Masalahnya, hanya sebagian atau kurang dari 15 persen prasarana pengairan yang mampu menjamin tersedianya air hampir sepanjang tahun, melalui waduk dan reservoir yang ada. Selebihnya seperti bangunan- bangunan bendung pengambilan air bersifat run off river yang mengandalkan sepenuhnya pada fluktuasi air di sungai apabila terjadi kekeringan bangunan ini tidak mampu mengatasinya.
Merunut permasalahan yang dihadapi di Pulau Jawa serta melihat tingkat kekritisan potensi sumber daya air dan penggunaannya, konsep bagaimana menampung air pada saat kelebihan di musim hujan serta mengatur dan memanfaatkan air saat kemarau menjadi sangat relevan.
Roestam Sjarief berpendapat, melihat potensi sumber daya air di wilayah barat Pulau Jawa yang relatif lebih basah dan lebih besar dibanding wilayah tengah dan timur Jawa, adanya gagasan membawa dan mentransfer air dari barat ke timur bukanlah merupakan hal yang tidak mungkin.
Dalam kaitan ini ada baiknya melihat kembali gagasan seorang ahli pengairan, Prof DR Ir Van Blommestein, yang mencoba mengembangkan konsep penataan sumber daya air bagi kesejahteraan umat manusia.
Ketika menyampaikan gagasannya pada pertemuan tahunan persatuan insinyur-Koninklijk Instituut van Ingenieurs-di Batavia tanggal 18 Desember 1948, Van Blommestein menjelaskan konsep penataan air dengan pemikiran sederhana. Di musim hujan kelebihan air ditampung dan disimpan untuk dimanfaatkan pada musim kemarau. Pengendalian air semacam ini tidak hanya dapat mengamankan produksi pangan sepanjang tahun, tetapi akan dapat pula menghindari kerusakan dan kerugian karena banjir, khususnya di wilayah pantai utara Pulau Jawa.
Selain itu, melalui pengembangan konsep ini akan dapat pula diperoleh sumber pembangkit tenaga listrik serta dapat pula diwujudkan sarana transportasi melalui alur air yang murah bagi produk-produk pertanian.

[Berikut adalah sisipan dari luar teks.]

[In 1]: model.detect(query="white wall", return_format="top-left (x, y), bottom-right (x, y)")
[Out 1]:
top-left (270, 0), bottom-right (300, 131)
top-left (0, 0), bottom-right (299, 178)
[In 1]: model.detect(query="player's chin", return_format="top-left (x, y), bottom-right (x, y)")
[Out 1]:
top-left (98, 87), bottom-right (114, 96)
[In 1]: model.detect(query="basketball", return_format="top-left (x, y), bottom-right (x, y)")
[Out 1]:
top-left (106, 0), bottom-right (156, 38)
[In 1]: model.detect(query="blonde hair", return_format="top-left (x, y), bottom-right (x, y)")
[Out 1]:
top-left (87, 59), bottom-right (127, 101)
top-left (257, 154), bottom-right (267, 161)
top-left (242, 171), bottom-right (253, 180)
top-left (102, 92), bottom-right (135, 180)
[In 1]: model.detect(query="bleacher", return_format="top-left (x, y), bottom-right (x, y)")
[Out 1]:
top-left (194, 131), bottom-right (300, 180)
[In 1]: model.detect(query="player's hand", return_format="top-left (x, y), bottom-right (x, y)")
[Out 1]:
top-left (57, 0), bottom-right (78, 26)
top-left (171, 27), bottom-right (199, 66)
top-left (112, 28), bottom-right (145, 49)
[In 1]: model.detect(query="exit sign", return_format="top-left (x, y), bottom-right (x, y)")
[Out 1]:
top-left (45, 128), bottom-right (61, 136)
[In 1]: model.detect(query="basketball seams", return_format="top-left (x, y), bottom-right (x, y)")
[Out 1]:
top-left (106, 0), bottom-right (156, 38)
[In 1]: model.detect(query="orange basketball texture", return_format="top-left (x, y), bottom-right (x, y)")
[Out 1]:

Pada waktu itu, gagasannya masih terfokus pada penanganan Pulau Jawa bagian barat.
Gagasan awal Van Blommestein adalah untuk pengendalian air perlu dibangun waduk-waduk besar sebagai tempat menyimpan dan mengatur ketersediaan air. Inti dari rencana van Blommestein untuk Pulau Jawa bagian barat adalah pembuatan dua waduk besar di kali Citarum dengan kapasitas total lebih dari 4 miliar meter kubik. Waduk ini akan mampu menjamin kelangsungan pengelolaan daerah pengairan di bagian utara Pulau Jawa bagian barat, sambung-menyambung dari wilayah Serang hingga Pemalang seluas 517.240 hektar. Selain itu, waduk tersebut menyediakan pasokan air ke Kota Batavia bagi penggelontoran saluran di kota sepanjang tahun serta menyediakan tambahan air minum dan penyediaan tenaga listrik guna mendukung pengembangan kawasan industri di Batavia, Cirebon, dan Tegal.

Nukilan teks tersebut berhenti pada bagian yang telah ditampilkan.